A lot of the arcade games are fun to play around with. There are certainly a share of losers in the bunch, but when the games are good, it’s fun to return to them multiple times to complete Goals and play around. There are some fun mash-ups too, like a starting game that’s Pac-Man plus Grand Theft Auto. Seeing how creative some games are, when the games ARE just a straight pastiche, it feels really disappointing. Like, there’s a Pong game and it’s just… Pong. Then a digital version of air hockey. Then a real version of air hockey... Some games have persistent upgrades that carry across plays, but most of the hardest games don’t have upgrades and the upgrades are usually on the easier games, like Out Run and Mr. Driller.

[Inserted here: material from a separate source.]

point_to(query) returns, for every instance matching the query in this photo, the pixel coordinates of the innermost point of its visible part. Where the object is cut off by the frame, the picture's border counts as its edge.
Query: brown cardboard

There are A LOT of quality of life features that could be added, but they fall much lower on the priority compared to the godawful balancing and the bugs. Some games/goals/directions are just poorly explained or worded. It’s always reassuring when you find multiple search results of people asking the same question to figure out how to play a game or what an objective means. Some goals require you to do a lot of tasks (like listen to every song on the jukebox), but there doesn’t appear to be any indication of which songs you’ve listened to. Of course, as of writing this, some of the jukebox Goals are totally broken. I’ve listened to 11 tracks to completion and my Goals still show that I’m at 8/10 songs, which is at least better than the first patch where I was stuck at 1/10. It would be really nice to be able to put games into storage so you still own them but no longer get To Dos related to them. It’s not quick to rearrange the arcade, and I want a clean way for me to track what games I have Goals left for or that I’m working on and so I never have to look at some of those bad games again.

I don’t know if the dev team just ran out of money and had to shove the game out the door unfinished, untested, unfixed, and unbalanced or what. Did they not know how good the game could be? Did they just not care? Only they can answer these questions, but the state of the game is heartbreaking compared to how special it could be. I really hope with enough updates it gets there, but the state of the launched game plus updates doesn’t make me feel good about its prospects.